Cairo: More than 100,000 Egyptians protested outside the presidential palace in Cairo on Tuesday, fueling tensions over Islamist leader Mohammed Morsi's seizure of nearly unrestricted powers and the adoption by his allies of a controversial draft constitution.
The outpouring of anger across the Egyptian capital, the Mediterranean port of Alexandria and a string of other cities pointed to a prolonged standoff between the president and a newly united opposition. Morsi's opponents, long fractured by bickering and competing egos, have been re-energized since he announced decrees last month that place him above oversight of any kind, including by the courts, and provide immunity to two key bodies dominated by his allies: The 100-member panel drafting the constitution and parliament's upper chamber.
The decrees have led to charges that Morsi's powers turned him into a "new pharaoh." The large turnout in Tuesday's protests - dubbed "The Last Warning" by organizers - signaled sustained momentum for the opposition, which brought out at least 200,000 protesters to Cairo's Tahrir Square a week ago and a comparable number on Friday to demand that Morsi rescind the decrees.
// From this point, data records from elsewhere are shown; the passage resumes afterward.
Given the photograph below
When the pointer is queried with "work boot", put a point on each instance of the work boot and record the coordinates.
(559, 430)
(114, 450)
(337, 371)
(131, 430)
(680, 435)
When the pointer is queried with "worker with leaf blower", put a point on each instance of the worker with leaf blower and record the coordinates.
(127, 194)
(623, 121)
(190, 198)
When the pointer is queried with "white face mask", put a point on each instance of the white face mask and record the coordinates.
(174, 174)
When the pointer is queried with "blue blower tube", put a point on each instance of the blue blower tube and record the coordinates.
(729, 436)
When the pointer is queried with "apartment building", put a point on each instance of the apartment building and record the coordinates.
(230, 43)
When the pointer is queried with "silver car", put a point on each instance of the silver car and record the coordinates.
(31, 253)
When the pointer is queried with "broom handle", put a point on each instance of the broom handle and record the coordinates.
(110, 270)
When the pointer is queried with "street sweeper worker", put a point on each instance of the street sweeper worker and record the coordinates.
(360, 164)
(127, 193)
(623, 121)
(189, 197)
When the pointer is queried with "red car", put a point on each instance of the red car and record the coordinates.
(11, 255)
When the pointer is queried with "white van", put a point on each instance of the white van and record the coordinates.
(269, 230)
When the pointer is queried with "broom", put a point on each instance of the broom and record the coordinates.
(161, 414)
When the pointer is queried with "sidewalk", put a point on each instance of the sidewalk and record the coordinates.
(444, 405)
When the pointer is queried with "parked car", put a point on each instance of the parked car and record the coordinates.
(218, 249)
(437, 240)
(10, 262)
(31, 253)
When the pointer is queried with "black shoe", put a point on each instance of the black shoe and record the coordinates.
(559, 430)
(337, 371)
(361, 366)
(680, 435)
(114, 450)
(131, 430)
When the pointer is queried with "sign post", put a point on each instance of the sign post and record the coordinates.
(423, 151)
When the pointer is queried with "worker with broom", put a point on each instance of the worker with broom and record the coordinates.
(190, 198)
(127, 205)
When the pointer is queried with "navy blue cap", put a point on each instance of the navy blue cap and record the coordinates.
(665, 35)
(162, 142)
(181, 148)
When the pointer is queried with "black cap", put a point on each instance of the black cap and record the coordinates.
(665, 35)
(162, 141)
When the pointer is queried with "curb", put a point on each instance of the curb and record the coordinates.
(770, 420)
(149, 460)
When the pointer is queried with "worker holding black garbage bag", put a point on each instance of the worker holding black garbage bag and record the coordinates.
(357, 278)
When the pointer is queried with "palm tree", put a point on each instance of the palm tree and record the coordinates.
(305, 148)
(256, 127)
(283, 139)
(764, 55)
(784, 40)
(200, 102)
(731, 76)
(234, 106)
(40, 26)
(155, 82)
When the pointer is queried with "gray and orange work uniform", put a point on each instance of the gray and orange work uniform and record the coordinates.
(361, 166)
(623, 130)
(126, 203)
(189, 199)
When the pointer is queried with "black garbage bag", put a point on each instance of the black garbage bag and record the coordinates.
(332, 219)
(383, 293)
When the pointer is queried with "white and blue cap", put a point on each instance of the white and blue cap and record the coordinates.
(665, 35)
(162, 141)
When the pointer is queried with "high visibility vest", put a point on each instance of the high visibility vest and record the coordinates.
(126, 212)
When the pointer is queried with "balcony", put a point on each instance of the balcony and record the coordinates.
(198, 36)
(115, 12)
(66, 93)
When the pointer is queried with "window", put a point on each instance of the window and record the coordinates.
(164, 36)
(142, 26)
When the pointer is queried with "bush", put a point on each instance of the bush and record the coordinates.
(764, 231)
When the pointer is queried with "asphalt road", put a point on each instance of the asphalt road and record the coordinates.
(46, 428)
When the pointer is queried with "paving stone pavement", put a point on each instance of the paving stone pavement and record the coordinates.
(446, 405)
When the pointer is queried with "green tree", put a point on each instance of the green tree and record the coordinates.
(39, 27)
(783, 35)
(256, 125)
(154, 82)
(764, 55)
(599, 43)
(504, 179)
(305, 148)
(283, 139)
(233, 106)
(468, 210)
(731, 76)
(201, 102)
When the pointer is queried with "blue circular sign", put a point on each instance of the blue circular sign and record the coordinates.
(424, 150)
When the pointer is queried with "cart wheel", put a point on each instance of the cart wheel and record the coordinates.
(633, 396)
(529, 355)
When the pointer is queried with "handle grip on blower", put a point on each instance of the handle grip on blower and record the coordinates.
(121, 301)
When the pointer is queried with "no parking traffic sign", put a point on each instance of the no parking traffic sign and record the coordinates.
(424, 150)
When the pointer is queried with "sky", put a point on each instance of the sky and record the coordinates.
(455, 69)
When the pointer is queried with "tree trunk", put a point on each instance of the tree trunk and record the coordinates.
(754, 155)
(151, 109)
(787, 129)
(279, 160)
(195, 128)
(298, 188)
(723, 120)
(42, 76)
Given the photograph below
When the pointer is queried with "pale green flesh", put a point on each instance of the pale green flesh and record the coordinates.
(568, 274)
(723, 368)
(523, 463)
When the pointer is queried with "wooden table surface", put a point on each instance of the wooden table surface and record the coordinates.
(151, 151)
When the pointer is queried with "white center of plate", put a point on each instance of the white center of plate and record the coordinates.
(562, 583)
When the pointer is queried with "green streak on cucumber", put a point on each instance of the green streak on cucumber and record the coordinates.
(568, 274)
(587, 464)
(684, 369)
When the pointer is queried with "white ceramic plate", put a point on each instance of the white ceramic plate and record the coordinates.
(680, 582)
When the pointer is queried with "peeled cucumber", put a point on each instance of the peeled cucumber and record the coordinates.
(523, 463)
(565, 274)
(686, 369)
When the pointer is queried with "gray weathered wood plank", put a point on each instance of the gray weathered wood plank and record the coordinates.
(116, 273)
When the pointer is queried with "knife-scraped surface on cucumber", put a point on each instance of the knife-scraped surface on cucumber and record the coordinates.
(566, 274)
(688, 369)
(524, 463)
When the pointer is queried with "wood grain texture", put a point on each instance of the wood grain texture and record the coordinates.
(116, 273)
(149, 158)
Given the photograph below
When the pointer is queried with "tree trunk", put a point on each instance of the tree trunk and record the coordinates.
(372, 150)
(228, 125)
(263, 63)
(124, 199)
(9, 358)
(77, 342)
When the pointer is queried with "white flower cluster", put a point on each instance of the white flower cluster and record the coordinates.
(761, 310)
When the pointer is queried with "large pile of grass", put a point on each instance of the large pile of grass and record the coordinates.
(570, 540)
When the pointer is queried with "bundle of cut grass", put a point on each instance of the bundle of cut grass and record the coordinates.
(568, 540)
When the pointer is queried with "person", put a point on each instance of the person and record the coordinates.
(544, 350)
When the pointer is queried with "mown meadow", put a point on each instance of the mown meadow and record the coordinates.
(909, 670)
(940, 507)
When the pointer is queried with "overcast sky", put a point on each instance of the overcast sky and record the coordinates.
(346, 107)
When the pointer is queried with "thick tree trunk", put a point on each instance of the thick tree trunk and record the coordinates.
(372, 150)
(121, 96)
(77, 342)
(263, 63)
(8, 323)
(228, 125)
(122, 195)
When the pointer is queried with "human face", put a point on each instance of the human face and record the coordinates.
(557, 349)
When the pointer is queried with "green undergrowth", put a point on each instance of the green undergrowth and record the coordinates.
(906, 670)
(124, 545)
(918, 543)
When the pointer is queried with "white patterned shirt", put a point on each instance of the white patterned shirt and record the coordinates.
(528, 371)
The huge scale of the protests have dealt a blow to the legitimacy of the new constitution, which Morsi's opponents contend allows religious authorities too much influence over legislation, threatens to restrict freedom of expression and opens the door to Islamist control over day-to-day life. What the revived opposition has yet to make clear is what it will do next: campaign for a "no" vote on the draft constitution in a nationwide referendum set for December 15, or call on Egyptians to boycott the vote.
Already, the country's powerful judges have said they will not take on their customary role of overseeing the vote, thus robbing it of much of its legitimacy. Morsi was in the presidential palace conducting business as usual as the protesters gathered outside. He left for home through a back door as the crowds continued to swell, according to a presidential official who spoke on condition of anonymity because he was not authorized to speak to the media.
The official said Morsi left on the advice of security officials to head off "possible dangers" and to calm the protesters. Morsi's spokesman, however, said the president left the palace at the end of his normal work day, through the door he routinely uses. The protest was peaceful except for a brief outburst when police used tear gas to prevent demonstrators from removing a barricade topped with barbed wire and converging on the palace.
The protesters covered most of the palace walls with anti-Morsi graffiti and waved giant banners carrying images of revolutionaries killed in earlier protests. "Down with the regime" and "No to Morsi," they wrote on the walls. "He isn't the president of all Egyptians, only of the Muslim Brotherhood," said protester Mariam Metwally, a postgraduate student of international law. "We don't feel like he is our president."
A giant poster emblazoned with an image of Morsi wearing a Pharaonic crown was hoisted between two street light posts outside the presidential palace. "Down with the president. No to the constitution," it declared. "The scene at Itihadiya palace is a stab at the president's legitimacy and his constitutional declaration," opposition leader Hamdeen Sabahi told a private TV network. "The scene sends a message to the president that he is running out of time."
The massive gathering was reminiscent of the one outside the palace on February 11, 2011 - the day authoritarian president Hosni Mubarak stepped down in the face of an 18-day uprising that ended his 29-year regime. Shouts of "Erhal! Erhal!" - Arabic for "Leave! Leave!" - and "The people want to topple the regime!" rose up from the crowd, the same chants used against Mubarak. This time, though, they were directed at his successor, Egypt's first democratically elected president.
"The same way we brought down Mubarak in 18 days, we can bring down Morsi in less," Ziad Oleimi, a prominent rights activist, told the crowds using a loudspeaker. Earlier Tuesday, several hundred protesters also gathered outside Morsi's residence in an upscale suburb. "Down with the sons of dogs. We are the power and we are the people," they chanted.
Morsi, who narrowly won the presidency in a June election, appeared to be in no mood for compromise. A statement by his office said he met Tuesday with his deputy, his prime minister and several top Cabinet members to discuss preparations for the referendum. The statement suggested business as usual at the palace, despite the mass rally outside its doors.
Asked why Morsi did not address the crowds, Muslim Brotherhood spokesman Mahmoud Ghozlan said the protesters were "rude" and included "thugs and drug addicts." The Islamists responded to the mass opposition protests last week by sending hundreds of thousands of supporters into Cairo's twin city of Giza on Saturday and across much of the country. Thousands also besieged Egypt's highest court, the Supreme Constitutional Court.
The court had been widely expected to declare the constitutional assembly that passed the draft charter illegitimate and to disband parliament's upper house, the Shura Council. Instead, the judges went on strike after they found their building under siege by protesters.